CONCLUSIONS AND FUTURE CONSIDERATIONS

This 2023 Treatment of Idiopathic Pulmonary Fibrosis and Progressive Pulmonary Fibrosis Position Statement provides an important update to the multi‐disciplinary management of patients with IPF, and now also includes the PPF clinical behaviour entity. Treatment of IPF with anti‐fibrotic therapy is now well‐established and accepted practice. The use of nintedanib has broadened to include patients with PPF. For both IPF and PPF, it is critically important to consider other aspects of management outside of pharmacotherapy. Despite current limitations in the management of IPF and PPF, through a global collaborative effort and clinical trial endeavours, the future for this patient cohort looks promising. The management of ILD in the future is likely to become increasingly complex with multi‐dimensional pharmacological and non‐pharmacological therapy. Assessment of risk will improve through sophisticated‐omics methods and treatments will necessarily become increasingly individualized. We encourage clinicians involved in the management of these patients to strive to provide comprehensive care to improve their outcomes. The future for the next generation of patients with IPF and PPF is promising and through collaborative effort, achievable.

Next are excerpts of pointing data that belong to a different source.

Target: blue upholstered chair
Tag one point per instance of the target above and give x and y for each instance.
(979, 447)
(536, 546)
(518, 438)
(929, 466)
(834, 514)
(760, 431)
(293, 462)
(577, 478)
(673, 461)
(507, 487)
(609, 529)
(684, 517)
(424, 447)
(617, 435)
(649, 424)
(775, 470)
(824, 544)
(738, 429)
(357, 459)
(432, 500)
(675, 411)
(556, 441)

CONFLICT OF INTEREST STATEMENT

John A. Mackintosh—reports speaker fees from Boehringer Ingelheim, Gregory Keir—reports advisory board, travel and speaker fees from Boehringer Ingelheim and Roche, Lauren K. Troy—reports speaker fees from Boehringer Ingelheim and Erbe Elektromedezin, and advisory board roles for Boehringer Ingelheim and Roche, Anne E. Holland—reports no conflicts of interest, Christopher Grainge—reports being an investigator for clinical trials sponsored by Boehringer Ingelheim, Syneos and Roche; and reports contractual basic laboratory science conducted on behalf of Boehringer Ingelheim, Daniel C. Chambers—reports speaker fees from Boehringer Ingelheim, Debra Sandford—reports no conflicts of interest, Helen E. Jo—reports no conflicts of interest, Ian Glaspole—reports advisory board fees from Boehringer Ingelheim and consulting fees from Amplia, Accendatech, Lassen, Tianli, Ad Alta and Avalyn, Margaret Wilsher—reports speaker fees from Boehringer Ingelheim and investigator role for trials sponsored by Boehringer Ingelheim, Syneos and Roche, Nicole S. L. Goh—reports no conflicts of interest, Paul N. Reynolds—reports no conflicts of interest, Sally Chapman—reports no conflicts of interest, Steven E. Mutsaers—reports no conflicts of interest, Sally de Boer—reports no conflicts of interest, Susanne Webster—reports no conflicts of interest, Yuben Moodley—reports no conflicts of interest, Tamera J. Corte—reports personal fees for speaking commitments, travel and advisory board membership from Boehringer Ingelheim, Roche, and Bristol Myers Squibb, Vicore, Bridge Therapeutics, and DevPro, and institutional fees for unrestricted grants from Boehringer Ingelheim, Roche, Galapagos, Biogen, Bristol Myers Squibb and Actelion. Christopher Grainge, Debra Sandford, Paul N. Reynolds, Yuben Moodley and Tamera J. Corte are Editorial Board members of Respirology—they were excluded from all editorial decision‐making related to the acceptance of this article for publication.

ACKNOWLEDGEMENTS

This position statement was supported by the Centre of Research Excellence in Pulmonary Fibrosis (funded by the NHMRC [GNT1116371 and GNT2015613], Lung Foundation Australia, anonymous philanthropy and Foundation partner Boehringer Ingelheim), The Thoracic Society of Australia and New Zealand and Lung Foundation Australia. Open access publishing facilitated by The University of Queensland, as part of the Wiley ‐ The University of Queensland agreement via the Council of Australian University Librarians.

Mackintosh JA, Keir G, Troy LK, Holland AE, Grainge C, Chambers DC, et al. Treatment of idiopathic pulmonary fibrosis and progressive pulmonary fibrosis: A position statement from the Thoracic Society of Australia and New Zealand 2023 revision. Respirology. 2024;29(2):105–135. 10.1111/resp.14656

This document has been peer reviewed by independent experts and subsequently endorsed by the Thoracic Society of Australia and New Zealand (TSANZ) Board on 8 December 2023.